Justify,by giving reactions,that among halogens,fluorine is the best oxidant and among hydrohalic compounds,hydroiodic acid is the best reductant.

(N/A) $F_{2}$ can oxidize $Cl^{-}$ to $Cl_{2}$,$Br^{-}$ to $Br_{2}$,and $I^{-}$ to $I_{2}$ as:
$F_{2(aq)} + 2Cl^{-}_{(aq)} \longrightarrow 2F^{-}_{(aq)} + Cl_{2(g)}$
$F_{2(aq)} + 2Br^{-}_{(aq)} \longrightarrow 2F^{-}_{(aq)} + Br_{2(l)}$
$F_{2(aq)} + 2I^{-}_{(aq)} \longrightarrow 2F^{-}_{(aq)} + I_{2(s)}$
On the other hand,$Cl_{2}$,$Br_{2}$,and $I_{2}$ cannot oxidize $F^{-}$ to $F_{2}$. The oxidizing power of halogens increases in the order: $I_{2} < Br_{2} < Cl_{2} < F_{2}$. Hence,fluorine is the best oxidant among halogens.
$HI$ and $HBr$ can reduce $H_{2}SO_{4}$ to $SO_{2}$,but $HCl$ and $HF$ cannot. Therefore,$HI$ and $HBr$ are stronger reductants than $HCl$ and $HF$.

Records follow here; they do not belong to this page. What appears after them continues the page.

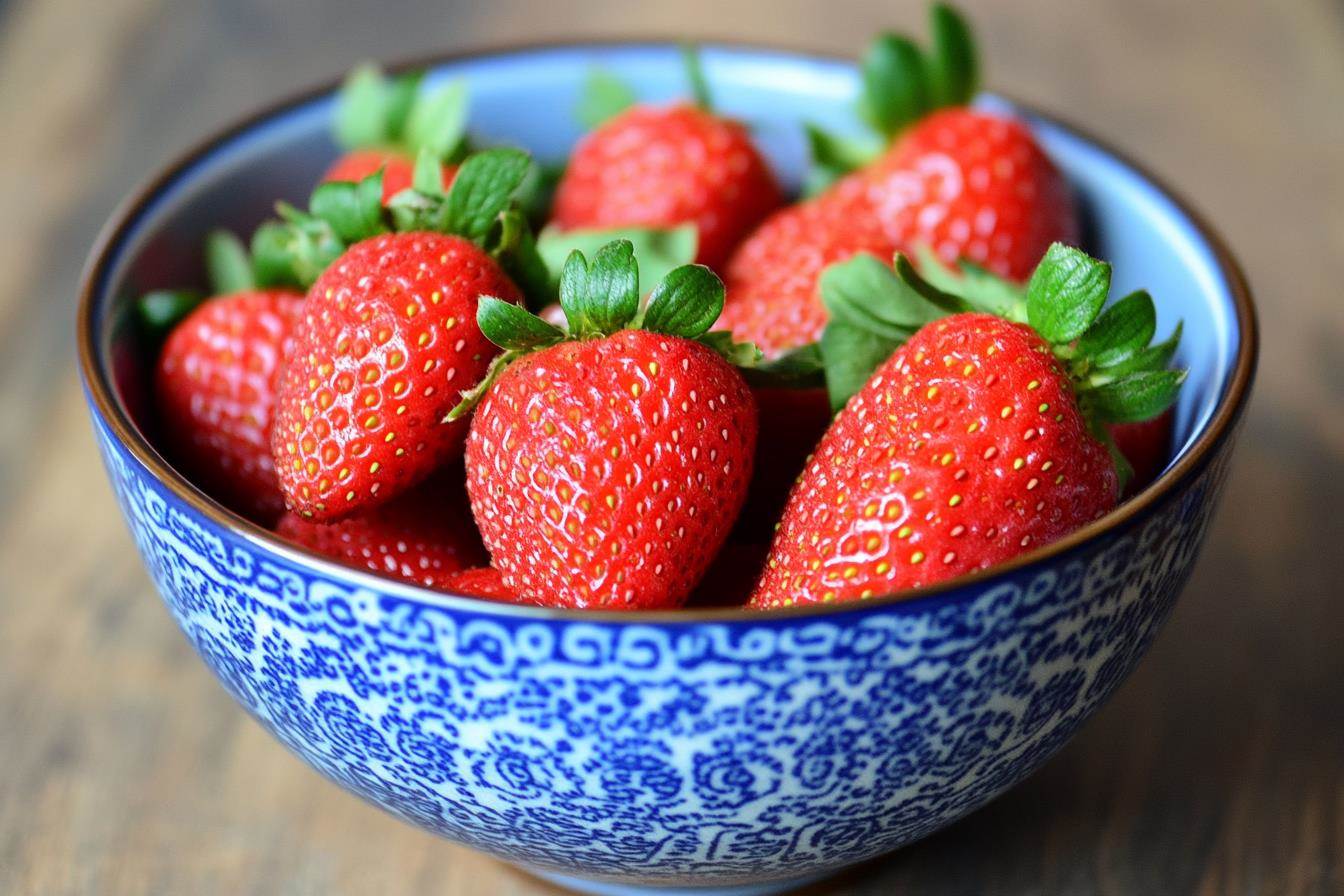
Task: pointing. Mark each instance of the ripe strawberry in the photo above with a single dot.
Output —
(421, 538)
(483, 582)
(668, 165)
(387, 124)
(606, 472)
(398, 169)
(972, 186)
(389, 341)
(1147, 446)
(215, 395)
(958, 182)
(772, 280)
(973, 442)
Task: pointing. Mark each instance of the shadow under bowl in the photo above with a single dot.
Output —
(708, 750)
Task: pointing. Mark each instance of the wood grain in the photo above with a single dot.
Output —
(1219, 766)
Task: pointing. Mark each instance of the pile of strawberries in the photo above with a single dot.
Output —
(631, 407)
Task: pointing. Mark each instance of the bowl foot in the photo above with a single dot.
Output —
(606, 888)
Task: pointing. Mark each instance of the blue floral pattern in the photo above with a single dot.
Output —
(698, 751)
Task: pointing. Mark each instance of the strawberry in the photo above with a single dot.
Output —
(960, 182)
(977, 439)
(1145, 446)
(389, 336)
(660, 167)
(217, 376)
(215, 392)
(398, 169)
(387, 124)
(421, 538)
(483, 582)
(605, 464)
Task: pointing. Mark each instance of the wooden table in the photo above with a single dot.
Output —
(125, 769)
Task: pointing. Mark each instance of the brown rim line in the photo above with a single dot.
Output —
(96, 378)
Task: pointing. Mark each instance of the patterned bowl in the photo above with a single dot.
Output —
(714, 750)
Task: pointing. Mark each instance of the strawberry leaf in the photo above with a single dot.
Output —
(952, 65)
(437, 121)
(741, 355)
(850, 355)
(612, 297)
(362, 109)
(514, 328)
(695, 78)
(1121, 331)
(1065, 293)
(659, 250)
(354, 211)
(401, 97)
(604, 98)
(481, 190)
(1133, 398)
(894, 85)
(515, 250)
(227, 265)
(686, 302)
(161, 309)
(833, 157)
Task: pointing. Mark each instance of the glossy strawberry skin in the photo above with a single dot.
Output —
(606, 473)
(421, 538)
(975, 186)
(668, 165)
(772, 278)
(1147, 446)
(387, 343)
(484, 582)
(965, 449)
(215, 390)
(398, 169)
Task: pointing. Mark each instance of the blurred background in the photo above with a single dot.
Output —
(1219, 766)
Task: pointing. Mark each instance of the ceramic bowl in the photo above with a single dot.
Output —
(712, 750)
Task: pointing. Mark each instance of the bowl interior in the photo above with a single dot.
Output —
(527, 97)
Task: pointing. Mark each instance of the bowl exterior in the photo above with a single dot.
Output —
(699, 752)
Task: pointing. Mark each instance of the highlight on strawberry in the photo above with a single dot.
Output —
(933, 171)
(981, 437)
(682, 182)
(389, 333)
(217, 376)
(608, 458)
(387, 124)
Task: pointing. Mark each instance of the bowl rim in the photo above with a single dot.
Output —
(1219, 426)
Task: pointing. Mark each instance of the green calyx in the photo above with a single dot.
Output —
(1117, 372)
(902, 82)
(479, 206)
(229, 269)
(601, 297)
(605, 96)
(374, 110)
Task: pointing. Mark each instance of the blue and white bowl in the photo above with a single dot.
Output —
(712, 750)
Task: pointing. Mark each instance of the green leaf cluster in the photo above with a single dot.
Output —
(374, 110)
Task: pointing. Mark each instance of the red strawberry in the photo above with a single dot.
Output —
(972, 186)
(1147, 446)
(958, 182)
(668, 165)
(606, 472)
(387, 344)
(386, 124)
(972, 443)
(215, 394)
(483, 582)
(398, 169)
(421, 538)
(772, 280)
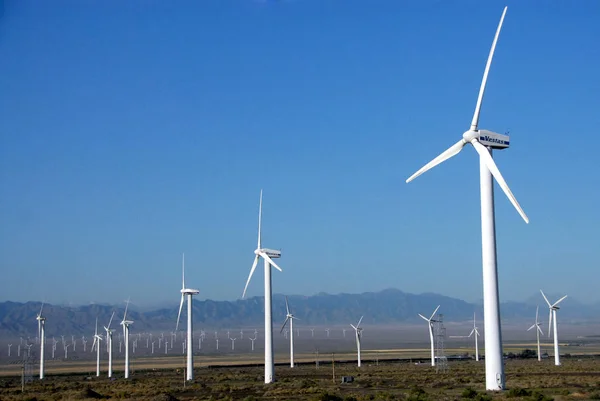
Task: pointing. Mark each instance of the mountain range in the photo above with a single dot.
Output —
(391, 306)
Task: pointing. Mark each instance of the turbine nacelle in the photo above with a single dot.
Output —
(273, 254)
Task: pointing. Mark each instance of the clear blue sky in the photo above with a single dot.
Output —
(133, 131)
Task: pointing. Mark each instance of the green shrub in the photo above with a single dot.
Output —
(469, 393)
(518, 392)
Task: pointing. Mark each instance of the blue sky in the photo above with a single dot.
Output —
(131, 132)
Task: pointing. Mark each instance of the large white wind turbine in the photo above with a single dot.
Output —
(553, 309)
(430, 322)
(109, 344)
(190, 349)
(268, 255)
(289, 317)
(126, 323)
(358, 332)
(483, 142)
(96, 343)
(538, 331)
(42, 335)
(475, 332)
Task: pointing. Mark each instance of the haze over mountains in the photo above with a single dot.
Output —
(389, 306)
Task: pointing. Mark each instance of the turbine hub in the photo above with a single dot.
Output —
(470, 135)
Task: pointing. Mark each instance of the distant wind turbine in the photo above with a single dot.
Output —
(358, 331)
(42, 335)
(553, 308)
(96, 343)
(538, 331)
(189, 292)
(268, 255)
(109, 343)
(430, 322)
(289, 317)
(484, 142)
(475, 332)
(126, 323)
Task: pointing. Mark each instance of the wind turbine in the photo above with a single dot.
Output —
(126, 323)
(484, 141)
(538, 331)
(109, 344)
(268, 255)
(96, 343)
(42, 336)
(358, 331)
(189, 292)
(553, 309)
(430, 322)
(289, 317)
(476, 332)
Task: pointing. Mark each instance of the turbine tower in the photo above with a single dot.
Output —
(483, 142)
(358, 331)
(96, 343)
(538, 331)
(109, 344)
(553, 309)
(126, 323)
(430, 322)
(42, 335)
(268, 255)
(476, 332)
(190, 349)
(289, 317)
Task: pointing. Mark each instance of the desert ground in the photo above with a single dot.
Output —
(395, 366)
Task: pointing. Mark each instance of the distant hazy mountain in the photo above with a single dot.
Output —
(385, 307)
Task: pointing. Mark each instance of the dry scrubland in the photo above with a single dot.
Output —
(576, 379)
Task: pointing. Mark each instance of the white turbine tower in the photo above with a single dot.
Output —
(96, 343)
(430, 322)
(538, 331)
(484, 141)
(476, 333)
(109, 344)
(289, 317)
(358, 331)
(189, 292)
(553, 309)
(126, 323)
(42, 336)
(268, 255)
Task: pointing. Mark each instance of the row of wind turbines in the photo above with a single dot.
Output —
(484, 142)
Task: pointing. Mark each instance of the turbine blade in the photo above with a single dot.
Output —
(111, 317)
(433, 314)
(250, 276)
(559, 301)
(445, 155)
(183, 271)
(491, 165)
(179, 314)
(284, 323)
(475, 120)
(126, 306)
(264, 255)
(259, 218)
(548, 302)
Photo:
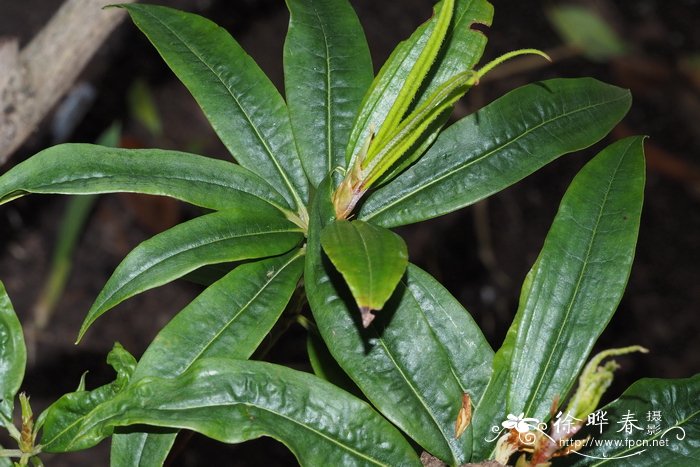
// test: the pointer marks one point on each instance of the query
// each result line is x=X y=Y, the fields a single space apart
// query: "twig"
x=34 y=79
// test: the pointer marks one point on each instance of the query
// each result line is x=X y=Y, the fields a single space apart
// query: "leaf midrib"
x=479 y=159
x=584 y=267
x=262 y=140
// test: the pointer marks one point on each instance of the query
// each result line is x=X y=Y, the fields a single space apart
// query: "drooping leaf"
x=213 y=238
x=673 y=439
x=497 y=146
x=13 y=356
x=469 y=354
x=82 y=169
x=570 y=293
x=68 y=411
x=371 y=259
x=579 y=277
x=243 y=106
x=327 y=70
x=234 y=401
x=461 y=50
x=397 y=362
x=228 y=320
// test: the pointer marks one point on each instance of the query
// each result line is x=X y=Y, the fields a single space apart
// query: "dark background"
x=481 y=254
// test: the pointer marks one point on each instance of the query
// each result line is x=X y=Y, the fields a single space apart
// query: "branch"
x=36 y=77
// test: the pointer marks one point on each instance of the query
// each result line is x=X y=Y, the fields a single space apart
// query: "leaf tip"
x=367 y=316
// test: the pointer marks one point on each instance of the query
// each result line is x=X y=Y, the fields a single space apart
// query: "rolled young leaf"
x=82 y=169
x=228 y=320
x=666 y=418
x=370 y=258
x=498 y=146
x=233 y=401
x=327 y=70
x=461 y=49
x=13 y=356
x=213 y=238
x=397 y=362
x=243 y=106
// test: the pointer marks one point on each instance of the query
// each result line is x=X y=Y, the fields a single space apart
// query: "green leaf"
x=461 y=50
x=675 y=439
x=68 y=412
x=579 y=277
x=497 y=146
x=82 y=169
x=371 y=259
x=13 y=356
x=228 y=320
x=234 y=401
x=213 y=238
x=327 y=70
x=584 y=29
x=397 y=361
x=243 y=106
x=469 y=354
x=141 y=449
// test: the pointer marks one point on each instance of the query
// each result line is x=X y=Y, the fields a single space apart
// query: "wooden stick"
x=34 y=79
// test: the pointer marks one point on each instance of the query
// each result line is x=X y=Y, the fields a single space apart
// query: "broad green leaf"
x=497 y=146
x=327 y=70
x=213 y=238
x=69 y=411
x=578 y=279
x=469 y=354
x=234 y=401
x=243 y=106
x=672 y=441
x=461 y=50
x=587 y=31
x=371 y=259
x=325 y=367
x=82 y=169
x=13 y=356
x=228 y=320
x=397 y=361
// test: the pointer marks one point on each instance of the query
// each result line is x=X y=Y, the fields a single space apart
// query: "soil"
x=481 y=253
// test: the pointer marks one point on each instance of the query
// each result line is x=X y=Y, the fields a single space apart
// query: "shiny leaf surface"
x=497 y=146
x=327 y=70
x=234 y=401
x=81 y=169
x=213 y=238
x=243 y=106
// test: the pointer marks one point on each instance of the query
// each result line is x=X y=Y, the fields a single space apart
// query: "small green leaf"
x=673 y=440
x=371 y=259
x=68 y=412
x=213 y=238
x=13 y=356
x=398 y=362
x=327 y=70
x=498 y=146
x=233 y=401
x=243 y=106
x=82 y=169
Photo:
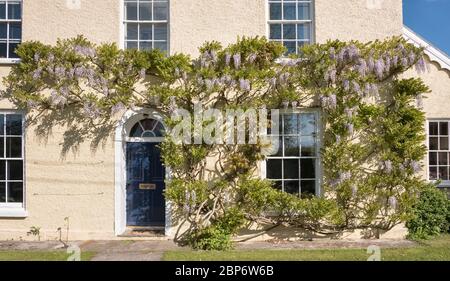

$2HI + H_{2}SO_{4} \longrightarrow I_{2} + SO_{2} + 2H_{2}O$
$2HBr + H_{2}SO_{4} \longrightarrow Br_{2} + SO_{2} + 2H_{2}O$
Again,$I^{-}$ can reduce $Cu^{2+}$ to $Cu^{+}$,but $Br^{-}$ cannot.
$4I^{-}_{(aq)} + 2Cu^{2+}_{(aq)} \longrightarrow Cu_{2}I_{2(s)} + I_{2(aq)}$
Hence,hydroiodic acid $(HI)$ is the best reductant among hydrohalic compounds. Thus,the reducing power of hydrohalic acids increases in the order: $HF < HCl < HBr < HI$.